Curculionichthys paresi
- Conservation status: Least Concern (IUCN 3.1)

Scientific classification
- Kingdom: Animalia
- Phylum: Chordata
- Class: Actinopterygii
- Order: Siluriformes
- Family: Loricariidae
- Genus: Curculionichthys
- Species: C. paresi
- Binomial name: Curculionichthys paresi (Roxo, Zawadzki & Troy, 2014)
- Synonyms: Hisonotus paresi Roxo, Zawadzki & Troy, 2014;

= Curculionichthys paresi =

- Authority: (Roxo, Zawadzki & Troy, 2014)
- Conservation status: LC
- Synonyms: Hisonotus paresi Roxo, Zawadzki & Troy, 2014

Species of Actinopterygii

Curculionichthys paresi is a species of freshwater ray-finned fish belonging to the family Loricariidae, the suckermouth armoured catfishes, and the subfamily Hypoptopomatinae, the cascudinhos.

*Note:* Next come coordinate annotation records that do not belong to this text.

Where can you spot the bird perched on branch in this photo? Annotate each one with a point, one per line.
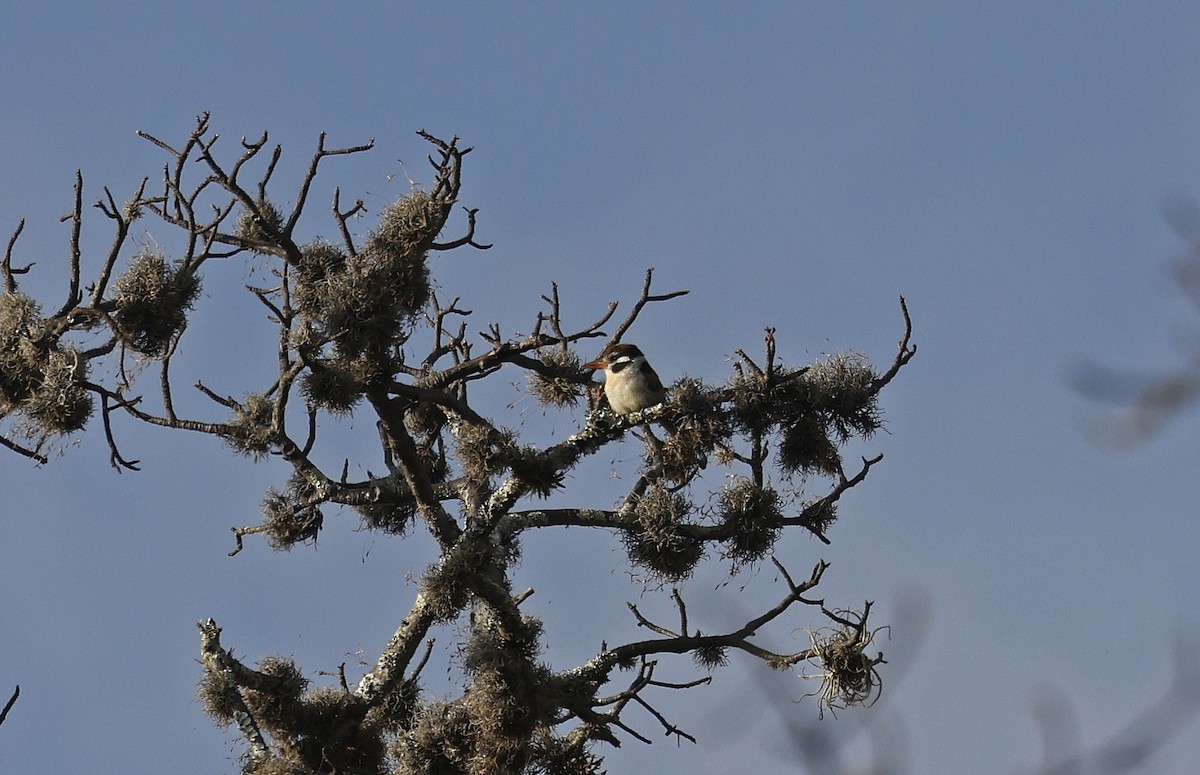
(630, 384)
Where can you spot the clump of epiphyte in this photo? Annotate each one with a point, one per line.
(484, 451)
(251, 431)
(40, 377)
(849, 677)
(60, 404)
(318, 262)
(537, 470)
(700, 427)
(394, 512)
(153, 299)
(709, 658)
(562, 382)
(655, 541)
(751, 516)
(843, 389)
(291, 516)
(805, 446)
(23, 348)
(441, 739)
(408, 226)
(261, 226)
(330, 386)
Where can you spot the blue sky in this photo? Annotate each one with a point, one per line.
(793, 164)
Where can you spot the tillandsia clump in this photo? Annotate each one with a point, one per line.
(360, 336)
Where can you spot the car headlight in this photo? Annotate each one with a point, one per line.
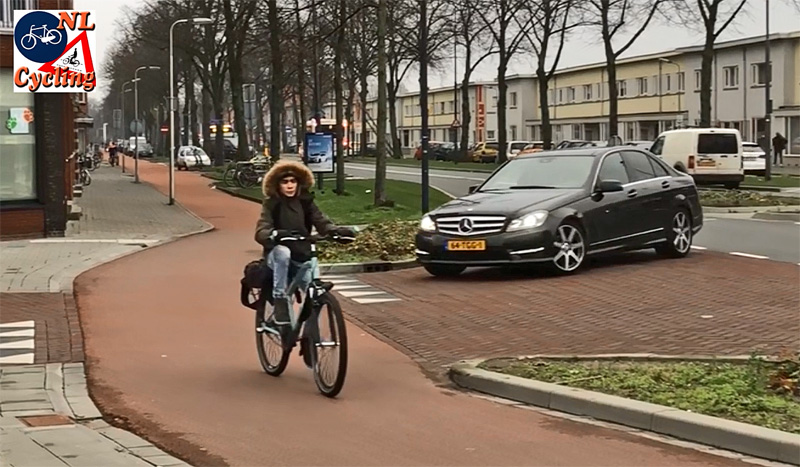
(528, 221)
(427, 224)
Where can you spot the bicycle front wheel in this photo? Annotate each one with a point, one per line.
(329, 356)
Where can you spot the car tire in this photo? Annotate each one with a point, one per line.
(444, 270)
(570, 241)
(679, 236)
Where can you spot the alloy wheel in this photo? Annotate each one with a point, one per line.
(571, 249)
(682, 230)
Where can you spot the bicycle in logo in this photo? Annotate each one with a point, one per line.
(47, 36)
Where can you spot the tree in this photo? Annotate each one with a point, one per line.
(507, 22)
(380, 158)
(711, 13)
(470, 33)
(551, 20)
(611, 17)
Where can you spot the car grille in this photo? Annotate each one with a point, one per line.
(467, 226)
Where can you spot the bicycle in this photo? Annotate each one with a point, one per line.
(305, 328)
(48, 36)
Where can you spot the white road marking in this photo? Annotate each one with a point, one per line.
(361, 293)
(366, 301)
(748, 255)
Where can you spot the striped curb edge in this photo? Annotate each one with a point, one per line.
(766, 443)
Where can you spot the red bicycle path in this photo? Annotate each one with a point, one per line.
(171, 355)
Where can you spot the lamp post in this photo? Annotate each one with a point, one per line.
(136, 119)
(195, 21)
(666, 60)
(123, 115)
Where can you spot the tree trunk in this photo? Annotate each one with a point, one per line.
(380, 162)
(397, 149)
(547, 128)
(362, 97)
(276, 85)
(338, 91)
(706, 75)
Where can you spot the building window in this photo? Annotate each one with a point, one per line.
(760, 76)
(622, 88)
(731, 74)
(18, 143)
(641, 86)
(571, 94)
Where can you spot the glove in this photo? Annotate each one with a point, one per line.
(278, 234)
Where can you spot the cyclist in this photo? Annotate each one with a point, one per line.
(289, 210)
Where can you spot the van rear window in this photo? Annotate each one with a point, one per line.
(717, 143)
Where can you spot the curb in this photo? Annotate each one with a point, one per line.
(378, 266)
(724, 434)
(750, 209)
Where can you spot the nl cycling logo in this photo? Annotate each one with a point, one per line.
(53, 51)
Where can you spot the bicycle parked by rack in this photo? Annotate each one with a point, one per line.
(275, 343)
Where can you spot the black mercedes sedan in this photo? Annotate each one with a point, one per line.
(557, 207)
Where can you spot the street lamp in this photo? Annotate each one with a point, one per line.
(136, 118)
(123, 115)
(195, 21)
(666, 60)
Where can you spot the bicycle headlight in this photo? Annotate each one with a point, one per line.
(528, 221)
(427, 224)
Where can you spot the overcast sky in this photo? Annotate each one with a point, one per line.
(582, 48)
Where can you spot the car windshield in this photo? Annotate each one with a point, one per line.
(542, 172)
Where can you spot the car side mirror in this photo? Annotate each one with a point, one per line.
(609, 186)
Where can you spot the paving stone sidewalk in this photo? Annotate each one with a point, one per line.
(46, 415)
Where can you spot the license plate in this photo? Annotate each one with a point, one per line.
(466, 245)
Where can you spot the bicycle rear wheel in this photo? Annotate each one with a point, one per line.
(272, 354)
(329, 380)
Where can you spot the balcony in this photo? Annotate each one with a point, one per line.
(7, 8)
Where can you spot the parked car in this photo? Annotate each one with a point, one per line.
(191, 156)
(558, 207)
(755, 159)
(710, 155)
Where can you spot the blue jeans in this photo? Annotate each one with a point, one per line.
(284, 269)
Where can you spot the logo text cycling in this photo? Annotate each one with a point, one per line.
(54, 51)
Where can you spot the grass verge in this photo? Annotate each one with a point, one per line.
(741, 198)
(756, 392)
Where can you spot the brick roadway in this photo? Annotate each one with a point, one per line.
(707, 303)
(57, 332)
(170, 351)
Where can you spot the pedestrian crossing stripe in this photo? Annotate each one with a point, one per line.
(17, 343)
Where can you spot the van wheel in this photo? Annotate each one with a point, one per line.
(444, 270)
(679, 236)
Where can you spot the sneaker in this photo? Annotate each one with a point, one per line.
(281, 316)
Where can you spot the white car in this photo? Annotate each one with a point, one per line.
(755, 159)
(192, 156)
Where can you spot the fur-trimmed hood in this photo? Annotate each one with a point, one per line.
(281, 169)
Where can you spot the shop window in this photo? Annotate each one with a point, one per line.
(17, 142)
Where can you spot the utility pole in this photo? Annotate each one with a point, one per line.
(423, 98)
(767, 104)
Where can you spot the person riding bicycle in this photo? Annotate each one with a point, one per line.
(289, 210)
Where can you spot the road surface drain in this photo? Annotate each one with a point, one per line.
(46, 420)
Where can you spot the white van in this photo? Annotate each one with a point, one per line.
(710, 155)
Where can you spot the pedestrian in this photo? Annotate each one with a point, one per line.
(778, 145)
(289, 210)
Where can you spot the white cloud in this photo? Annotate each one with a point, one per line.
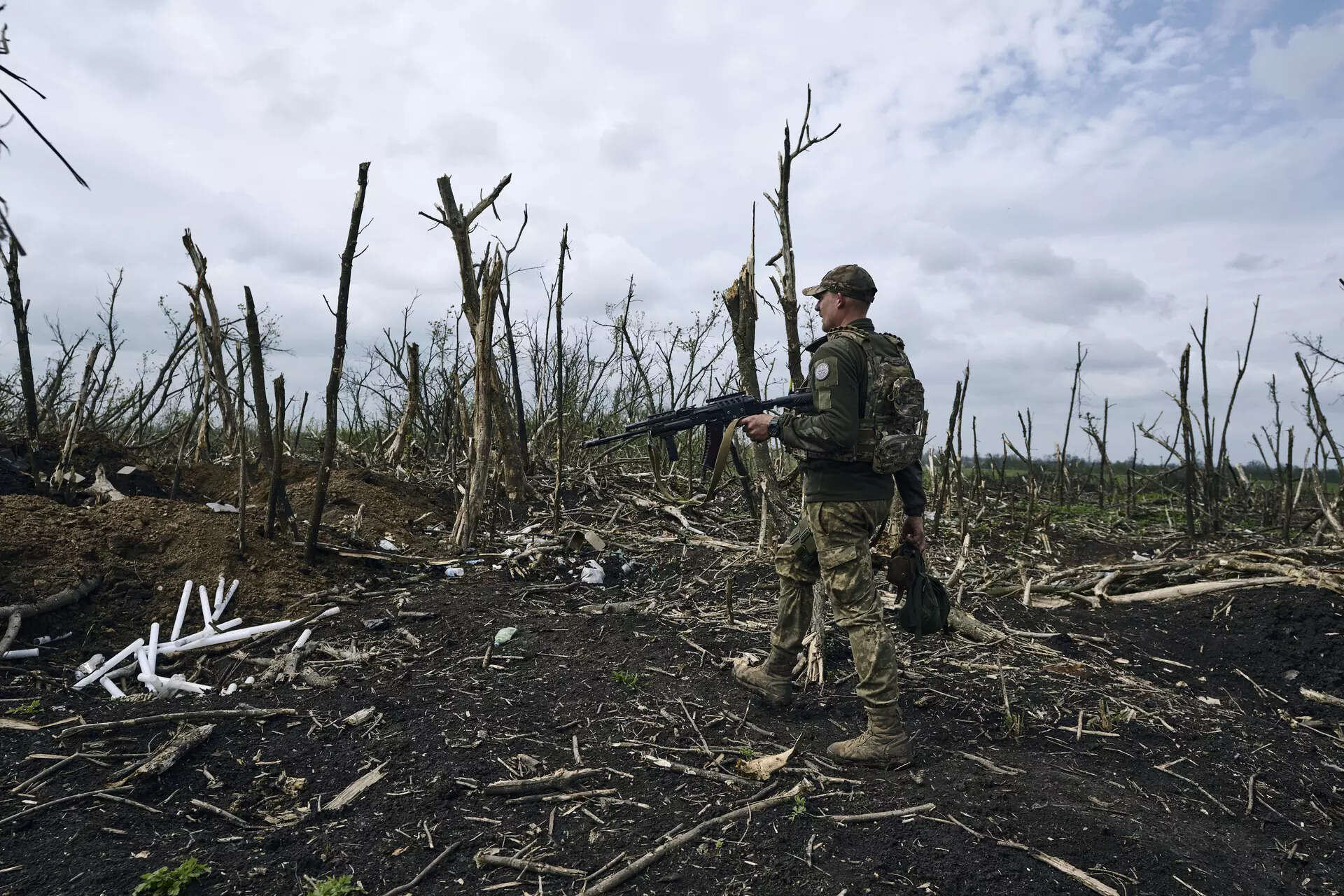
(1308, 65)
(1018, 175)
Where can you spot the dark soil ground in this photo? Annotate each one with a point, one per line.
(1161, 679)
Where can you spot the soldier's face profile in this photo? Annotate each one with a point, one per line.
(827, 309)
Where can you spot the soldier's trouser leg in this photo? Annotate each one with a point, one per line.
(843, 532)
(796, 562)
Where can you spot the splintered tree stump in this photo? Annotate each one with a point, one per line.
(168, 755)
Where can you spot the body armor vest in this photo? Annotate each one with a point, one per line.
(891, 418)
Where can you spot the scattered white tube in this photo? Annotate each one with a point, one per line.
(182, 612)
(219, 609)
(89, 665)
(204, 608)
(153, 647)
(109, 665)
(238, 634)
(164, 685)
(190, 640)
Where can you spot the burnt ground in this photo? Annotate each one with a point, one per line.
(1160, 679)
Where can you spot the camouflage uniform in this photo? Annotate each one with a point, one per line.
(846, 504)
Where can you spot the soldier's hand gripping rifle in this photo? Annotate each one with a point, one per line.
(714, 415)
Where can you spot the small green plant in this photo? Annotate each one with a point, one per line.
(171, 881)
(1104, 716)
(343, 886)
(1014, 723)
(628, 679)
(24, 708)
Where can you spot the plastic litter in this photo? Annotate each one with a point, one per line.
(593, 573)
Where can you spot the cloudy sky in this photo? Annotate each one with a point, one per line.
(1018, 176)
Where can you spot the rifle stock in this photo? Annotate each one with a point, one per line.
(714, 415)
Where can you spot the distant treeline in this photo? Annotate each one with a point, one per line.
(990, 464)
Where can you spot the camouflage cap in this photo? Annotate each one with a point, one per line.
(847, 280)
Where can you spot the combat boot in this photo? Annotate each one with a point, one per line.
(882, 745)
(772, 680)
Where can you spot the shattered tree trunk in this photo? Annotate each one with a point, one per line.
(397, 441)
(559, 379)
(458, 223)
(277, 481)
(242, 456)
(788, 290)
(62, 476)
(324, 466)
(470, 512)
(1187, 434)
(258, 370)
(20, 331)
(210, 335)
(186, 437)
(1069, 426)
(739, 298)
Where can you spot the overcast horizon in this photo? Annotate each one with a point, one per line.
(1016, 176)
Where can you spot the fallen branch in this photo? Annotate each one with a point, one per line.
(168, 755)
(523, 865)
(1059, 864)
(879, 816)
(644, 862)
(540, 783)
(1198, 587)
(61, 801)
(405, 888)
(96, 727)
(691, 770)
(223, 813)
(1320, 696)
(355, 789)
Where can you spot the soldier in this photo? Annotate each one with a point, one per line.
(846, 505)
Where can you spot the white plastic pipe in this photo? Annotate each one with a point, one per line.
(190, 640)
(153, 647)
(164, 685)
(239, 634)
(204, 608)
(89, 665)
(143, 662)
(182, 610)
(105, 668)
(219, 608)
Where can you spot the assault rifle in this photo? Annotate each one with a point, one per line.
(713, 415)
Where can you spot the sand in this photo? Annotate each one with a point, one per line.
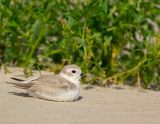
(97, 106)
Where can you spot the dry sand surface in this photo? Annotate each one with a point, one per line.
(98, 106)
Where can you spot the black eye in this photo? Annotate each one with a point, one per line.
(73, 71)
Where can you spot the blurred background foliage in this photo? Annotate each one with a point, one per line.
(113, 41)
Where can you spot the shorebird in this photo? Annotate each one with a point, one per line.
(64, 86)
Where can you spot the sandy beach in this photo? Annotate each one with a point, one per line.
(98, 105)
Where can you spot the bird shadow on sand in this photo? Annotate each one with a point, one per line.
(26, 95)
(19, 94)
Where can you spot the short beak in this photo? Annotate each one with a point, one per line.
(83, 75)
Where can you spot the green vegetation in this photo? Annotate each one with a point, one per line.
(114, 41)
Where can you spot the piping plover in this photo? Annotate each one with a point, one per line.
(64, 86)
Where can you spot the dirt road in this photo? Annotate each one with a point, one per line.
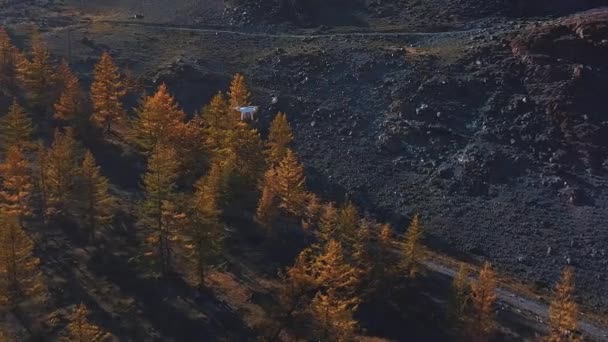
(536, 308)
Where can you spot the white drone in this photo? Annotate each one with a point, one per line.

This catfish is endemic to Brazil where it is only known from three small tributaries of the Sepotuba River, in the upper Paraguay River basin in the state of Mato Grosso. This species reaches a standard length of 2.6 cm. The specific name, paresi, is taken from the Paresi peoples who are found in most of Mato Grosso.